Property from the Collection of Robin Bradley Martin
Pink House
Auction Closed
May 17, 10:38 PM GMT
Estimate
150,000 - 250,000 USD
Lot Details
Description
Property from the Collection of Robin Bradley Martin
Marsden Hartley
1877 - 1943
Pink House
oil on board
14 by 12 in.
35.6 by 30.5 cm.
Executed in 1940-41.
This work is included in The Marsden Hartley Legacy Project: Complete Paintings and Works on Paper, Bates College Museum of Art, Lewiston, Maine.
New York, Paul Rosenberg & Co., Paintings by Marsden Hartley, 1950, no. 12
New York, Babcock Galleries, Marsden Hartley, 1877-1943, 1958-59, no. 21
After productive periods in Germany, New York, and New Mexico, Marsden Hartley returned to his native Maine in 1937 to begin a vibrant series of paintings that occupied him until his death in 1943. Although Hartley produced portraits, figural paintings, and still lifes during this generative period, his landscapes, such as the present work, provide an especially personal vision of his homeland. Pink House originates from Hartley’s time in Corea, a Down East village on the Gouldsboro Peninsula, that he first moved to in August 1940. In Corea, Hartley lived with local fisherman Forrest Young and his wife Katie, and painted in the town’s abandoned Baptist church. This church, and others, likely inspired the small church facing the sea in the background of the present landscape.
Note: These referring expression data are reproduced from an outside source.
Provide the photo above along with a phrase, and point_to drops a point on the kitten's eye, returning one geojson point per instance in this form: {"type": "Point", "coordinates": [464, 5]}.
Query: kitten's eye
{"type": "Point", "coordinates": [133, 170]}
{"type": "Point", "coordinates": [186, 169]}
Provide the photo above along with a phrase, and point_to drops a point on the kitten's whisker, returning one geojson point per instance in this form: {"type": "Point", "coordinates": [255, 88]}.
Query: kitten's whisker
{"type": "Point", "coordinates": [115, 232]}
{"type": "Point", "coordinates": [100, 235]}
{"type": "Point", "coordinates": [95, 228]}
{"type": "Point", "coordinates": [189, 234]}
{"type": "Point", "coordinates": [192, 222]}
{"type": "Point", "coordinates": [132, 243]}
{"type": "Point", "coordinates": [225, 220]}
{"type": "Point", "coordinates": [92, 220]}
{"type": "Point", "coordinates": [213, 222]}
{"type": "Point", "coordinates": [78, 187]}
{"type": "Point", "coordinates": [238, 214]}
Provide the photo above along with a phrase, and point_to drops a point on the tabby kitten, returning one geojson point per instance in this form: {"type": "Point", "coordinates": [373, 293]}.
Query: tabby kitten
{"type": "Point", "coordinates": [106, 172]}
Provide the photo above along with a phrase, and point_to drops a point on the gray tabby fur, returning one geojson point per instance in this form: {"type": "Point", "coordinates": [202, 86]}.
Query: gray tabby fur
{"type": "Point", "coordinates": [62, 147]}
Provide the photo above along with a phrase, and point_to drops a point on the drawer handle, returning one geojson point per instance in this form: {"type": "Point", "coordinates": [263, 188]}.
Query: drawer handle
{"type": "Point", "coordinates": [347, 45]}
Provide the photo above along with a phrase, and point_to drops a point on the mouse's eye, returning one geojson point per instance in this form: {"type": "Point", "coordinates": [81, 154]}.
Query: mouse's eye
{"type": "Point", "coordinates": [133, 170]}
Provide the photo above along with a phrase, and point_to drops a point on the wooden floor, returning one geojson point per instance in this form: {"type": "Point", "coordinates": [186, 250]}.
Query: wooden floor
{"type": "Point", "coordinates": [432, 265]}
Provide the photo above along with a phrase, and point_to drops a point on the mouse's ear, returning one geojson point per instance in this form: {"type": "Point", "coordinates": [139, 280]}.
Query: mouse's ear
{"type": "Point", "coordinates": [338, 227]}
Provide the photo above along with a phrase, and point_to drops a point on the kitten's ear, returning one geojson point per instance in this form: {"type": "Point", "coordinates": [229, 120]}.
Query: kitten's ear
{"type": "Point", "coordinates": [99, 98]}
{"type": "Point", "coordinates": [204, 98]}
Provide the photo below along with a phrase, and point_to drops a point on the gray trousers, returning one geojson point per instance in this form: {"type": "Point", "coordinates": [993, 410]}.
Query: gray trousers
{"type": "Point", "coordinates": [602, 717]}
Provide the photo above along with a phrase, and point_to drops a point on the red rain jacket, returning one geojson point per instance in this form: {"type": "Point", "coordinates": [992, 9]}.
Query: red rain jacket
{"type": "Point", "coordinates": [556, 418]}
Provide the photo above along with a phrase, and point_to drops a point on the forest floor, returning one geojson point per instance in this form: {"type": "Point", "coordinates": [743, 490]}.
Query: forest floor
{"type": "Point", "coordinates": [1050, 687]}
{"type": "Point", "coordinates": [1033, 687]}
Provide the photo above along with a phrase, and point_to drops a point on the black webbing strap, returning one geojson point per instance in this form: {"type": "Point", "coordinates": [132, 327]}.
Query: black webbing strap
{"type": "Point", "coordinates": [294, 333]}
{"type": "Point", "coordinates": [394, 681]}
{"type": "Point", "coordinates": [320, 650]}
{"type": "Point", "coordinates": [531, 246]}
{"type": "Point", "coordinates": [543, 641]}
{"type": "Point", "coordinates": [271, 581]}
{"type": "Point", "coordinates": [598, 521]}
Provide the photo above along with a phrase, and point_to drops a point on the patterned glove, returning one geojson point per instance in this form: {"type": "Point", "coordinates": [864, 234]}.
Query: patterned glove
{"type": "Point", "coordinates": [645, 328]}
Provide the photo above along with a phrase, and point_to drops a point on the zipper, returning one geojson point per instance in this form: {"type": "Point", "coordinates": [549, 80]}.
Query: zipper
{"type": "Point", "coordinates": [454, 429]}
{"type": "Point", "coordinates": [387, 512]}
By placing the eponymous house just off center, framed on each side by a pair of fluffy clouds, Hartley’s composition is marked by a disquieting asymmetry. With the home’s door agape and household objects strewn around the front yard, the house feels lonely, otherwise devoid of human figures. However, the vibrant colors of the house, fields, sky, and sea all imbue a sense of deep nostalgia. Hartley’s Pink House could as easily present memories from his childhood home in Lewiston as it might capture a scene experienced by the aging artist. Hartley’s Maine period is marked by his tendency to dislocate or relocate objects within the landscape to imbue greater poignancy to his landscapes. The present work is especially remarkable for Hartley’s extensive use of scratching out to indicate everything from architectural features to grass fields.